Should the Best Team Win Each Year?

The Cubs won the 2016 World Series. Though that hopefully isn’t news to anyone, it is still interesting for a variety of reasons. Notably, it was the Cubs’ first World Championship since 1908. I have nothing new or interesting to add to the conversation about the Cubs’ accomplishment. The reason I want to talk about the Cubs now is because not only are they World Champions, they were also clearly the best team in the MLB this year.

Most fans recognize that those two statements are saying vastly different things. The Cubs won more games in 2016 than any other team, had the greatest run differential and had the highest team WAR total, so it is fairly safe to say that they were, in fact, the best team in 2016. But in 21 seasons from 1995-2015 (wild-card era) the team with the best regular-season record (or tied) has only won the World Series four times: the Red Sox in 2007 and 2013 and the Yankees in 1998 and 2009. That’s a 19% success rate. Also since 1995 only three teams that have led the major leagues in team WAR have won the World Series: again the 2007 Red Sox and 2009 Yankees, and also the 2010 Giants. That’s 14%. So that raises the question: is this a problem? Should the World Series champion more frequently be the best regular-season team? Should MLB change things to fix this problem?

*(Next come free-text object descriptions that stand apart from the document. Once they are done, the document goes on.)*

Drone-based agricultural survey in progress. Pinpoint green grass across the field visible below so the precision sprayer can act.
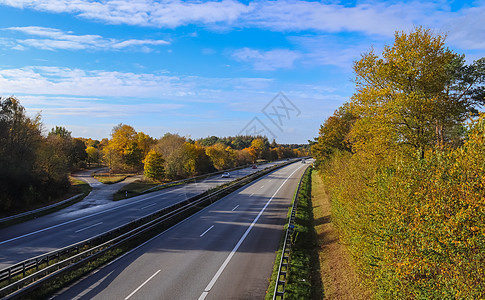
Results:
[265,169,323,300]
[285,169,323,299]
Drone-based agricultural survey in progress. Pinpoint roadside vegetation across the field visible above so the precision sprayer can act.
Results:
[312,28,485,299]
[285,168,323,299]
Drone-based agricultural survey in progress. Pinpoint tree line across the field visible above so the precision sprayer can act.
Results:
[0,97,308,214]
[311,27,485,299]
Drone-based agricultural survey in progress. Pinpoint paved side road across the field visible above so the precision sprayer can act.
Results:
[0,163,288,269]
[54,163,308,300]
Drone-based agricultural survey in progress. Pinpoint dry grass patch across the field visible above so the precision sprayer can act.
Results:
[312,172,372,299]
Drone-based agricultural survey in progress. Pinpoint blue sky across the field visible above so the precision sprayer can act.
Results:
[0,0,485,143]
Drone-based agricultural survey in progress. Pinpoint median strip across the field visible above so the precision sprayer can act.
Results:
[74,222,103,233]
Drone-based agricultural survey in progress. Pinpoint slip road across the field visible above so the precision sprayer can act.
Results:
[54,163,307,300]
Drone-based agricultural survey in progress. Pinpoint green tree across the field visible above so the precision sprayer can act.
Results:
[104,124,143,171]
[143,150,165,180]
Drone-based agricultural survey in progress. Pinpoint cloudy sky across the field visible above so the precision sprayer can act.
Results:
[0,0,485,143]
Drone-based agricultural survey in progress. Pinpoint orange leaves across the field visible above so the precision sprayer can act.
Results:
[324,117,485,299]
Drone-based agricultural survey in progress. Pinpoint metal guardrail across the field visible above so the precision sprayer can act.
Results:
[0,161,294,299]
[0,193,83,224]
[140,158,294,194]
[273,166,309,300]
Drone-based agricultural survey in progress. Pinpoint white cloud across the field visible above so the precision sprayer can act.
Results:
[232,48,300,71]
[0,0,249,28]
[3,26,170,51]
[444,7,485,50]
[0,0,448,35]
[0,0,485,49]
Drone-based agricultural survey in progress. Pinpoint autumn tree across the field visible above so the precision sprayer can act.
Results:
[85,146,100,167]
[104,124,143,171]
[205,143,234,170]
[311,104,357,161]
[351,28,463,157]
[251,138,269,159]
[182,143,214,176]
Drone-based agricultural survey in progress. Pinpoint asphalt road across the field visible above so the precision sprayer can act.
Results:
[0,163,292,269]
[53,163,307,300]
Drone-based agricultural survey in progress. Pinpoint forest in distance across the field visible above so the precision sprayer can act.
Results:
[0,97,309,215]
[311,28,485,299]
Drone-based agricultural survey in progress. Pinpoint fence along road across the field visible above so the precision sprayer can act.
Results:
[0,163,288,269]
[54,163,306,299]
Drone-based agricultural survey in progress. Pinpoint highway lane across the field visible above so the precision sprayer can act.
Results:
[0,163,288,269]
[53,163,307,300]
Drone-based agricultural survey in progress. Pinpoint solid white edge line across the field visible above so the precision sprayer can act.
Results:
[198,292,209,300]
[140,203,157,209]
[74,222,103,233]
[125,270,161,300]
[200,225,214,237]
[199,166,301,300]
[0,165,260,245]
[0,194,163,245]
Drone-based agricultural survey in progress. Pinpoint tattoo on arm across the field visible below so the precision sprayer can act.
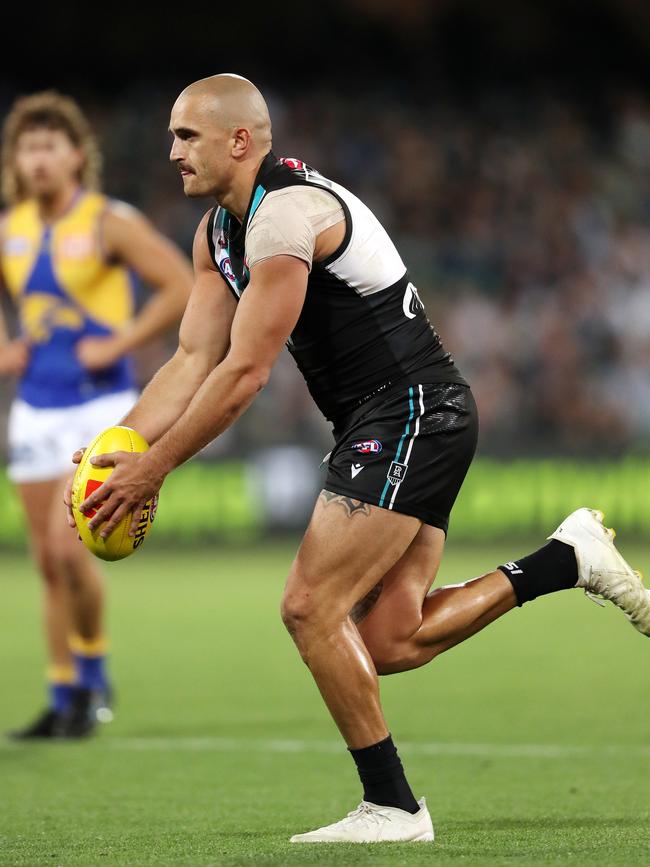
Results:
[350,578,384,623]
[320,490,370,518]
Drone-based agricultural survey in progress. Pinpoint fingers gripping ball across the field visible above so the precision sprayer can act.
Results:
[71,426,158,560]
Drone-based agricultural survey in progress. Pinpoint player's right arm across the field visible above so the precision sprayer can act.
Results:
[121,211,237,444]
[63,211,237,527]
[0,216,29,376]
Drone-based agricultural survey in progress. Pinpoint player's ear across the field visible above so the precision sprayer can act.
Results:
[232,127,251,159]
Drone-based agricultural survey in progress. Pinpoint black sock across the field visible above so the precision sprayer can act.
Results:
[350,735,420,813]
[498,539,578,605]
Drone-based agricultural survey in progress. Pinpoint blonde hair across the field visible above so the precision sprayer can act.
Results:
[0,90,102,205]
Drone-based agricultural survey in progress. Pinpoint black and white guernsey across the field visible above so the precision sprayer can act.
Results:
[208,153,465,427]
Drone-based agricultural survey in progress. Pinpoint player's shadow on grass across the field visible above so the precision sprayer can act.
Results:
[448,816,650,831]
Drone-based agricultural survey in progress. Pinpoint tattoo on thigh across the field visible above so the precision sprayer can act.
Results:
[320,490,370,518]
[350,578,384,623]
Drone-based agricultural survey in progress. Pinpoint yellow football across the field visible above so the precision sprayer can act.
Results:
[72,425,158,560]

The short answer is, no, MLB’s goal is to make money. Baseball is a business. This is why MLB implemented winner-takes-all wild-card games. This is why there is a postseason tournament instead of just playing 162 games and giving the World Series title to the team with the best regular-season record.

The postseason isn’t going away any time soon, but I wanted to explore what it would take to more consistently crown the best team in baseball. I wrote some Python code to simulate a very basic, very over-simplified 162-game season. To do this, I assign each team a random “true” skill level drawn from a normal distribution and normalized to a zero to one scale. Then for each day in the season, I assign each team a random opponent and use more random numbers to “play” the game. Obviously this ignores the structure of the league as well as some of the more important and interesting aspects of the game of baseball, but in the end, each team has a win-loss record that resembles one that would come from a real MLB season. And the benefit is that these seasons take a lot less time than the real ones.

I simulated 1,000 162-game MLB seasons and in 41.7% of these seasons, the team with the highest “true” skill level also had the best record. If my simple simulation is to be believed, this means that if you played the 2016 season out two more times, you’d only expect the Cubs to have the best regular-season record in one of those seasons, and it would be more likely that they have the best record in neither season than it would be for them to have the best record in both seasons. Even taking injuries and other extenuating circumstances into account, this 42% is a solid increase over the 19% we’re seeing under the current system. Can we do better though?

Well, if you increase the length of the season to 300 games, then you can get the probability of the best team having the best record to over 0.50. That’s a very short off-season, but theoretically it’s possible, I guess. Moving fully into the realm of the impossible, it would take more than 1,620 games to get this probability greater than 0.75.

You may now be asking (or you may not be), “what if we look at the top two teams?” If, at the end of a season, MLB took the two clubs with the best records and played a World Series, how often would this series contain the best team? Running the simulation again, I find that in nearly 62% of seasons, a World Series played by the teams with the two best regular-season records, regardless of league, would contain the most talented team. Assuming from there that the teams have a nearly even chance of winning the series, we get a probability of around 0.31 that the best team is crowned World Champion, which is worse than just crowning the regular-season champion.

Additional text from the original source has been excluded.